Setting up Time Machine
Time Machine is incredibly easy to set up. Simply buy a hard drive and plug it into your Mac. Once you do, macOS will show this dialog box:
Once a drive is selected, Time Machine will begin its initial backup. Depending on the number of files on your computer and the type of drive you’re using, this could take several hours. But, since Time Machine only grabs changed files during subsequent backups, future backups should be much, much faster and hopefully will just happen without you even noticing.
By default, Time Machine backs up all files, but you can change this in System Preferences:
If you’re setting up a Time Capsule, be sure to check out this article on Apple’s support site for more information.
Using Time Machine
Time Machine is designed to run every hour. If your Mac is asleep or misses a backup for some reason, it will begin to work again as soon as it can. In short, as long as the Mac can see your Time Machine hard drive, it will take care of backing up for you.
Time Machine is controlled from a simple menu bar application:
The drop-down gives information about the most recent backup, and can be used to pause the application if a backup is currently being created.

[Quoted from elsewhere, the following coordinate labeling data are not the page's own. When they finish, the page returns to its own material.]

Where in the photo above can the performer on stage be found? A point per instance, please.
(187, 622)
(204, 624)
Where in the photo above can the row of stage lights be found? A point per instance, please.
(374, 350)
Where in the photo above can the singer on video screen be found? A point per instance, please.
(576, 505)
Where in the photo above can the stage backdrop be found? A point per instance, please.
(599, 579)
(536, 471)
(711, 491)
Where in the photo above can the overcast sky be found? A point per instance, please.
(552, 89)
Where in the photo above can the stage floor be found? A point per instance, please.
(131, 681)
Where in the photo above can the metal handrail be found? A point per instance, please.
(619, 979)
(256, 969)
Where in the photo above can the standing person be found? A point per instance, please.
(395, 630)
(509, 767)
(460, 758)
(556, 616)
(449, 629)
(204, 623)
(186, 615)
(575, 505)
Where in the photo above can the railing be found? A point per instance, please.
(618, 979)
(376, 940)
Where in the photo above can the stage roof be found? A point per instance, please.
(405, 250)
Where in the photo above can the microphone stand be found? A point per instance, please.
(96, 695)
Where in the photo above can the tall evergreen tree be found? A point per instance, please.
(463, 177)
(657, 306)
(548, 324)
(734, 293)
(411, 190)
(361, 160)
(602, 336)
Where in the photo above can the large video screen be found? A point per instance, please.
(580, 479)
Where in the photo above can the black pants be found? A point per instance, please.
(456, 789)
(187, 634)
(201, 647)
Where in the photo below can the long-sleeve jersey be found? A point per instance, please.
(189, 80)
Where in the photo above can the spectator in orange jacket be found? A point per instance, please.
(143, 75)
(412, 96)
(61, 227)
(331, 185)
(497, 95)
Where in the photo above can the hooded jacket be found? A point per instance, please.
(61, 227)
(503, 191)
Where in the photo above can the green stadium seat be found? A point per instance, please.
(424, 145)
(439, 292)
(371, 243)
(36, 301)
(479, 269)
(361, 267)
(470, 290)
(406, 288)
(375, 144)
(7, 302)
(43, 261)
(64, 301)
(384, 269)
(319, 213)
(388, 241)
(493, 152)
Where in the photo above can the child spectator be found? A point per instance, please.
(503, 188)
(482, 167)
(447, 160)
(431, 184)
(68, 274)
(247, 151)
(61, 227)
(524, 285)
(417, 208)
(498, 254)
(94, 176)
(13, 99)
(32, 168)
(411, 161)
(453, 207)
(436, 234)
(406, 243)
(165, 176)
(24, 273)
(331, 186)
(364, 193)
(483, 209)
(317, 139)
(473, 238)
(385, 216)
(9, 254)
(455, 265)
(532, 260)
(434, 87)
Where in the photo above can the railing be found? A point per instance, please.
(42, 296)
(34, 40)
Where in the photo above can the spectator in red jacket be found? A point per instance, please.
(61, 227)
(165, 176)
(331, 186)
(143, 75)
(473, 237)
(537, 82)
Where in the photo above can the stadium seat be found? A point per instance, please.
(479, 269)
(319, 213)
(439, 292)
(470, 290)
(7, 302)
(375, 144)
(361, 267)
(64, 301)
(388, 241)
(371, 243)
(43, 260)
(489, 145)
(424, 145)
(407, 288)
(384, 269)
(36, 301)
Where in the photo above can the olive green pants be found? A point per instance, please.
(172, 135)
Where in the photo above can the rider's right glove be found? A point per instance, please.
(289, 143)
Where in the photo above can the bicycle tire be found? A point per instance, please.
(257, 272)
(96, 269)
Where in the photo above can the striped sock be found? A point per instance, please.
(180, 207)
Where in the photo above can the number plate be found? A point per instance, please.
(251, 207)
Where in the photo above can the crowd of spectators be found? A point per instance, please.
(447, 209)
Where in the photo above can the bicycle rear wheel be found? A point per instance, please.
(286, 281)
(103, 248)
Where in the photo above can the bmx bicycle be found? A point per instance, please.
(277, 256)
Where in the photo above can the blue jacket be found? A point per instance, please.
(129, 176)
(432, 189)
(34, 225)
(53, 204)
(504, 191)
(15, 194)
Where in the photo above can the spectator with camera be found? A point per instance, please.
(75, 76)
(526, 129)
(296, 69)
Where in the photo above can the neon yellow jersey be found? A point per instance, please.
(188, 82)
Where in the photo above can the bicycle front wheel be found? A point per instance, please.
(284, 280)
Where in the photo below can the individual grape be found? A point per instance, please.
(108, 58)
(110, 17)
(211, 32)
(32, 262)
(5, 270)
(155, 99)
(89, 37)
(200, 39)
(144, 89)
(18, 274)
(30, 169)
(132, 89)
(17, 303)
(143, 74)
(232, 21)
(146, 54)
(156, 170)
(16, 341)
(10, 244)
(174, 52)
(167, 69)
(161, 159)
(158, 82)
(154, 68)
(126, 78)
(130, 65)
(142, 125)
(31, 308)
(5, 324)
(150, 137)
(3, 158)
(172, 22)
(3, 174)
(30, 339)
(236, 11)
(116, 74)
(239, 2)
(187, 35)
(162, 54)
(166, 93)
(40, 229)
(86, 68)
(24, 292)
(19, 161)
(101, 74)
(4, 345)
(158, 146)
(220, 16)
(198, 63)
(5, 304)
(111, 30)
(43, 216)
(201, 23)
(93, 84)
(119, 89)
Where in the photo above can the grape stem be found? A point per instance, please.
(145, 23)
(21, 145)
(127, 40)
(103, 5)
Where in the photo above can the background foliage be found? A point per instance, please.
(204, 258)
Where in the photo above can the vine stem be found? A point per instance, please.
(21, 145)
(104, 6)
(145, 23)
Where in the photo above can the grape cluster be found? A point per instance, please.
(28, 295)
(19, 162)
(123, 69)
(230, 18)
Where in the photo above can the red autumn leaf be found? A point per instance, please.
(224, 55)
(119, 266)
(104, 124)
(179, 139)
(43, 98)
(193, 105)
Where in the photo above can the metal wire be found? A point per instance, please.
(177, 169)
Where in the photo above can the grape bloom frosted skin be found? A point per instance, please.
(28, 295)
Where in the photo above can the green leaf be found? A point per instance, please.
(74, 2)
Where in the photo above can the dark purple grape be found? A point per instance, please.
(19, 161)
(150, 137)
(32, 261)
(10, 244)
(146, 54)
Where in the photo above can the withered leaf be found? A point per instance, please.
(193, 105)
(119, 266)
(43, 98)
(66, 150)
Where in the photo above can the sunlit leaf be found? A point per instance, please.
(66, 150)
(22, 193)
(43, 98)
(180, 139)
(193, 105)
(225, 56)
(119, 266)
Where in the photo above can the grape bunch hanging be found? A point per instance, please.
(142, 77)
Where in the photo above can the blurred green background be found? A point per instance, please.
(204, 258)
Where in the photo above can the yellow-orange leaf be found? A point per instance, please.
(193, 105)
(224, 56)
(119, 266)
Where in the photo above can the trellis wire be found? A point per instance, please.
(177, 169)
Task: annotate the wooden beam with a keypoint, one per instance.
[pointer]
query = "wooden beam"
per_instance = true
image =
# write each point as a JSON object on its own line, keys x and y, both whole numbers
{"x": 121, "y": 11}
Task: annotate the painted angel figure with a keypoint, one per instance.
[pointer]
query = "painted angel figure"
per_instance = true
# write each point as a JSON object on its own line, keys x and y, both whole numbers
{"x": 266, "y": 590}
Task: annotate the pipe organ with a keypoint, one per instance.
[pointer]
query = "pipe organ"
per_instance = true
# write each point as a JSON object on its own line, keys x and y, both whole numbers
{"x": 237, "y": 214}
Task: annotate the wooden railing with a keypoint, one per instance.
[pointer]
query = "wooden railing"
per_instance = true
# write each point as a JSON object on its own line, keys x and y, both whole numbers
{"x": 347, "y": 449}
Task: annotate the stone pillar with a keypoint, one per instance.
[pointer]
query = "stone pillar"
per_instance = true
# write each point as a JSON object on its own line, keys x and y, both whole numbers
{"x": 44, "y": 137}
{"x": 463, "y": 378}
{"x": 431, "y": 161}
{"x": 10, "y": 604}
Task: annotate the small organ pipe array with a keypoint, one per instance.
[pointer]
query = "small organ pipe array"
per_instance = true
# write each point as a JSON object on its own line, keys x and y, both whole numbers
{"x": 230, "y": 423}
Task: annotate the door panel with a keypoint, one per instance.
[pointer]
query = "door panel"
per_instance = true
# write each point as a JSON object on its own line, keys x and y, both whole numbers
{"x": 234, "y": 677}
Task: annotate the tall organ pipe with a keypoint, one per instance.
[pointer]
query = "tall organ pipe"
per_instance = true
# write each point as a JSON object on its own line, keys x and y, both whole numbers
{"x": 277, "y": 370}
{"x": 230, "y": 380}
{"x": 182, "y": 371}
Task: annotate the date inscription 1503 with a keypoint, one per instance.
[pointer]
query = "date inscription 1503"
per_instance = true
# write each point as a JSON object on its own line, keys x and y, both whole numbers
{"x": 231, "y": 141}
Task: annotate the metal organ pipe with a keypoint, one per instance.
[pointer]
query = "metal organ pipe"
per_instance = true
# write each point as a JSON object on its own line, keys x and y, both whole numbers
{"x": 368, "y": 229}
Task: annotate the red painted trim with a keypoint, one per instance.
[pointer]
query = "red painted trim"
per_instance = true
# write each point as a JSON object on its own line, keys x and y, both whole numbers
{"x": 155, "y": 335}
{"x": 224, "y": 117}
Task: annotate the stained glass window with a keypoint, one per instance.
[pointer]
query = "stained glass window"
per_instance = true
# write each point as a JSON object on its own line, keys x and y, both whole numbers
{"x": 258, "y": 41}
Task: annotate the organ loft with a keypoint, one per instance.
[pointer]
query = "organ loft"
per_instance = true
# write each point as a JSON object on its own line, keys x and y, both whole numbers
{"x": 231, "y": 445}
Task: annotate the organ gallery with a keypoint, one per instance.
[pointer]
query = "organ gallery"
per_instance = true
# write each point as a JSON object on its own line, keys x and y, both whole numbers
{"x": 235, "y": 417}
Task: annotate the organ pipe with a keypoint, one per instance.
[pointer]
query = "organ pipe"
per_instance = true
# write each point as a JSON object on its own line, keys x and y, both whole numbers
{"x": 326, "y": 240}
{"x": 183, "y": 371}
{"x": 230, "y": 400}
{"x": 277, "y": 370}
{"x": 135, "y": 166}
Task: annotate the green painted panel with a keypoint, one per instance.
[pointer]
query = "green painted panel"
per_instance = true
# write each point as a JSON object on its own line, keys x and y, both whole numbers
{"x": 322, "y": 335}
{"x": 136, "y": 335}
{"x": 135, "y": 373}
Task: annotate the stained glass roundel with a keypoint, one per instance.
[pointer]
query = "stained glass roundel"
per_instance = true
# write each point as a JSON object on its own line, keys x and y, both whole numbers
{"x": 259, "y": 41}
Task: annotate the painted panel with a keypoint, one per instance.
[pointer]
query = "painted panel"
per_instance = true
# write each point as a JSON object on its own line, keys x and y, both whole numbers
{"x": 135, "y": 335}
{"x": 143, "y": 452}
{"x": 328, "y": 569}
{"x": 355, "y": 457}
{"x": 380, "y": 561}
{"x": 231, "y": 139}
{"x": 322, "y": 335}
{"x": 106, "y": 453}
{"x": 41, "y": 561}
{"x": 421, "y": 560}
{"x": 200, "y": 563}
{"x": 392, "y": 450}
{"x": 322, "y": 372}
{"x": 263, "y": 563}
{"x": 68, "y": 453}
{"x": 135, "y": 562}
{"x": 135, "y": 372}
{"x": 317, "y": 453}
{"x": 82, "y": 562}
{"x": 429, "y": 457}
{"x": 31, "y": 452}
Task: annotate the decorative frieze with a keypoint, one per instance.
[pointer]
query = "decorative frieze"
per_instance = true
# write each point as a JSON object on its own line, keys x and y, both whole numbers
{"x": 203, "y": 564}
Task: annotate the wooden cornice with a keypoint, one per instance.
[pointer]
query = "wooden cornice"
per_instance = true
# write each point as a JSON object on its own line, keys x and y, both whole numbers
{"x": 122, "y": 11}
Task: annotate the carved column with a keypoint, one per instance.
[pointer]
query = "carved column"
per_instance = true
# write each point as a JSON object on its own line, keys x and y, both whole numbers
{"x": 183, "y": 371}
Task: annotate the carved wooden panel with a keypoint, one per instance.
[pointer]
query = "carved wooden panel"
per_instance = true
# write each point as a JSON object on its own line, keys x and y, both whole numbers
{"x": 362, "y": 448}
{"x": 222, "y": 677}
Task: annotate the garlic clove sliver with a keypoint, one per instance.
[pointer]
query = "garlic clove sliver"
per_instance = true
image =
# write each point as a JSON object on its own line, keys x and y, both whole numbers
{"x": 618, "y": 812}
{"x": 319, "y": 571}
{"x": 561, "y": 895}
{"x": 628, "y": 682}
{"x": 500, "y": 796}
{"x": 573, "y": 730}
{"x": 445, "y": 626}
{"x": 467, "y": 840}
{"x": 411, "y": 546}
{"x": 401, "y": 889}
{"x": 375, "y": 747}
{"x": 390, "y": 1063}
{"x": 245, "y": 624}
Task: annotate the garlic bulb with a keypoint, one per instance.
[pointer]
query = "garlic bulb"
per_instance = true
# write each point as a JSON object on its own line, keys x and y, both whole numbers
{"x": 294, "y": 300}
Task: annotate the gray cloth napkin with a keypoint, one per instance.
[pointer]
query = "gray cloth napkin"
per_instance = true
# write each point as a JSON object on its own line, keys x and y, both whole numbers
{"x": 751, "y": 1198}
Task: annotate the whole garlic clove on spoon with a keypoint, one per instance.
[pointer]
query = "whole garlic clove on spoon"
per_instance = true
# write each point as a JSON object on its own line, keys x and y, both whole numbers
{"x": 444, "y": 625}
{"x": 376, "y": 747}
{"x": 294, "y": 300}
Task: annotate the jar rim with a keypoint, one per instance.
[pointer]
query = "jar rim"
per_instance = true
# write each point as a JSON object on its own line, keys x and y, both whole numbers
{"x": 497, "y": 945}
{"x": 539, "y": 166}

While in the early days Time Machine was a resource hog, on modern Macs, there’s no real performance hit when the application is running.
Recovering files with Time Machine
Recovering a file from a Time Machine backup is brilliantly easy. Simply navigate to the Time Machine icon in your Mac’s menu bar and select “Enter Time Machine,” which will bring up this interface:
You can navigate to the folder your file was in with the Finder window, but the real magic takes place with the slider on the right side of the screen. Scrubbing over it with the cursor shows the dates and times of available backups. Recovering something that was accidentally deleted from your Documents folder is as easy as navigating to that folder and going back until reaching a point in time before the file was deleted.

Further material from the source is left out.